C’est une petite révolution dans le calendrier du football européen. Ce samedi à Budapest, le coup d’envoi de la finale de la Ligue des champions opposant le PSG à Arsenal sera donné à 18 heures précises. Une rupture nette avec la tradition, puisque les supporters étaient habitués à voir le dénouement de la compétition reine débuter à 21 heures. Mais quelles sont les motivations réelles derrière ce basculement horaire ?
L’UEFA a tranché en faveur d’une nouvelle stratégie alliant logistique, confort des spectateurs et optimisation des audiences. Ce changement, acté dès le 28 août dernier, n’est pas une exception pour cette affiche à la Puskás Arena, mais bien une règle qui s’appliquera désormais à toutes les prochaines finales de la compétition.

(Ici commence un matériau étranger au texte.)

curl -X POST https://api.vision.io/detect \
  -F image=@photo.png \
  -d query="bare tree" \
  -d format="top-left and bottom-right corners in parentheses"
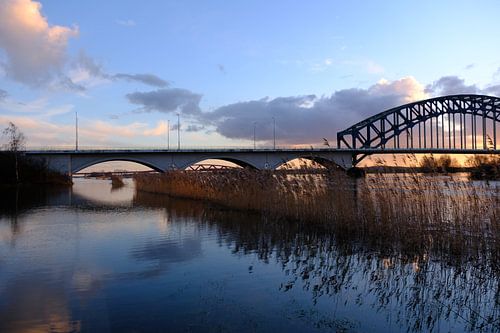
top-left (2, 122), bottom-right (26, 182)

Des impératifs logistiques et un coup de pouce à l’économie locale
En avançant le match en fin d’après-midi, l’organisation permet d’abord aux joueurs de conclure une saison harassante à une heure plus raisonnable. Sur le plan opérationnel, la gestion des flux autour du stade est simplifiée pour les clubs, les diffuseurs et les autorités locales de Budapest. Pour les fans ayant fait le déplacement, ce créneau offre un avantage précieux : plus de temps après le coup de sifflet final pour célébrer un éventuel sacre ou débriefer la rencontre dans les établissements de la ville.

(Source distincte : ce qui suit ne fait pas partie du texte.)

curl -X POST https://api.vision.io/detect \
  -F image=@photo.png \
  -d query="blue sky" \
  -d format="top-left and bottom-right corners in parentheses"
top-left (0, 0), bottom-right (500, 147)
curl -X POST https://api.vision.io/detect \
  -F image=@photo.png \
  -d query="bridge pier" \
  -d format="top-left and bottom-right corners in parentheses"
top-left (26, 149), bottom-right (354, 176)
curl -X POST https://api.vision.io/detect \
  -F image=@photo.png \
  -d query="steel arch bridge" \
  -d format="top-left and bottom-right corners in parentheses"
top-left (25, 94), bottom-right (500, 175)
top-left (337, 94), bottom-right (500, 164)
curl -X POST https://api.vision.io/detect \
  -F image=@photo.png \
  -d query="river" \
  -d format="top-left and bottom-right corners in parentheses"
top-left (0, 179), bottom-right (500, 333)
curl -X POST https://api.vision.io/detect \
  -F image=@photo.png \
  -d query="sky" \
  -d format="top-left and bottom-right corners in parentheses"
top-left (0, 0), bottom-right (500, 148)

L’objectif est également de dynamiser l’économie de la cité hôte. En terminant plus tôt, le public est davantage incité à fréquenter les bars et les restaurants locaux. Par ailleurs, ce choix répond à une volonté de favoriser les moments de partage en famille devant la télévision en Europe, permettant aux plus jeunes de suivre l’intégralité du match sans veiller trop tard.
Une stratégie tournée vers l’international
Au-delà du Vieux Continent, l’UEFA lorgne clairement sur le marché asiatique, dont l’intérêt pour le football européen ne cesse de croître. Jusqu’ici, les passionnés basés en Asie devaient souvent sacrifier leur nuit pour suivre l’événement. Avec un coup d’envoi à 18 heures (heure de Paris), le match devient plus accessible : à Tokyo, par exemple, la rencontre débutera désormais à 1 heure du matin, un horaire certes tardif, mais bien plus gérable que par le passé.